In inseminated eggs of S. plicata the interfollicular spaces are almost devoid of spermatozoa, which instead are preferably scattered on the follicle cell covers. In other ascidian species, such as A. malaca and A. aspersa (Villa, 1977; Villa and Patricolo, 1992; 1993; Patricolo and Villa, 1995) sperm behaviour seems quite different, as spermatozoa mainly crowd the narrow interfollicular clefts and show mitochondrion translocation. In S. plicata, spermatozoa in contact with the egg do not present mitochondrion translocation; moreover, it seems that on impact with the follicle cell layer the spermatozoon head could cause the rupture of the follicle cell apical membrane owing to weakness of the latter.
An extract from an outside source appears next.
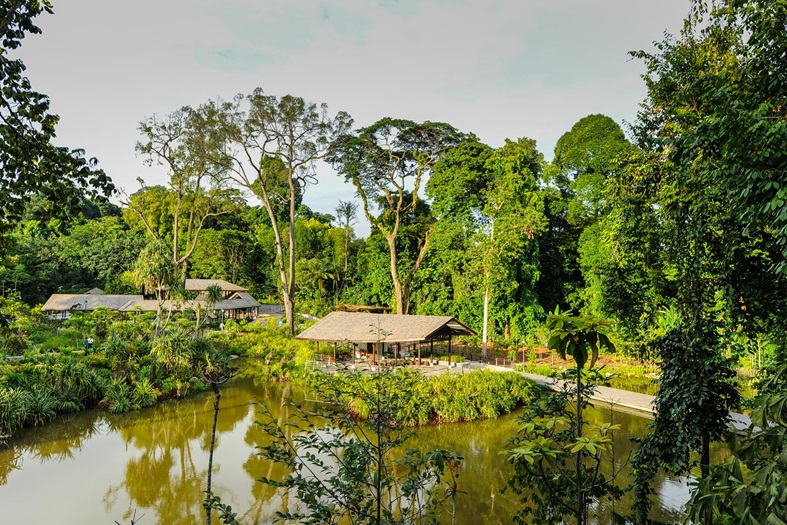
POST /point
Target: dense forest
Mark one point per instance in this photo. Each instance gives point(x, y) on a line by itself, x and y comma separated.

The follicle cells, described at LM as having a “clear vacuole” (Tucker, 1942) involved in flotation, in the present observations possesses a large, sponge-like granule, well visible after cell uncovering. The granule endows the cell with other functions; for instance, the frequent localization of spermatozoa on the follicle cell tops suggests for the latter a primarily attractant function. Moreover the displacement of the granule after sperm-egg impact could produce a shorter passage-way for sperm penetration through the vitelline coat. This likely passageway function of the follicle cells at fertilization must be added to the already described ones, even if at present it is not satisfactorily demonstrable; this hypothesis could be only supported by our observations on the decrease in fertilization rate of defollicled eggs.

It is widely known that the follicle cells represent the earlier barrier encountered by spermatozoa after insemination and that, besides the role they have in common with all species, they also play species-specific functions. One of these is the early discrimination of heterospecific spermatozoa; it has been observed, in fact, that in ascidian interspecific fertilization, e.g. A. malaca and A. aspersa (Villa and Patricolo, 1992; Patricolo and Villa, 1992; 1995) the follicle cells constitute a hybridization barrier, acting as the primary recognition site. Foreign spermatozoa initially interacting with the follicle cell layer remain on its surface, leaving the interfollicular clefts empty; however, other functions are performed, such as mucus secretion, sperm attraction, entrapment and phagocytosis and, to a lesser extent, sperm mitochondrion translocation. Therefore, even if the species-specific block is ensured by the vitelline coat (Rosati and De Santis, 1978; Honegger, 1986; Lambert, 1986) the follicle cells undoubtedly act as the first obstacle to heterospecific sperm penetration.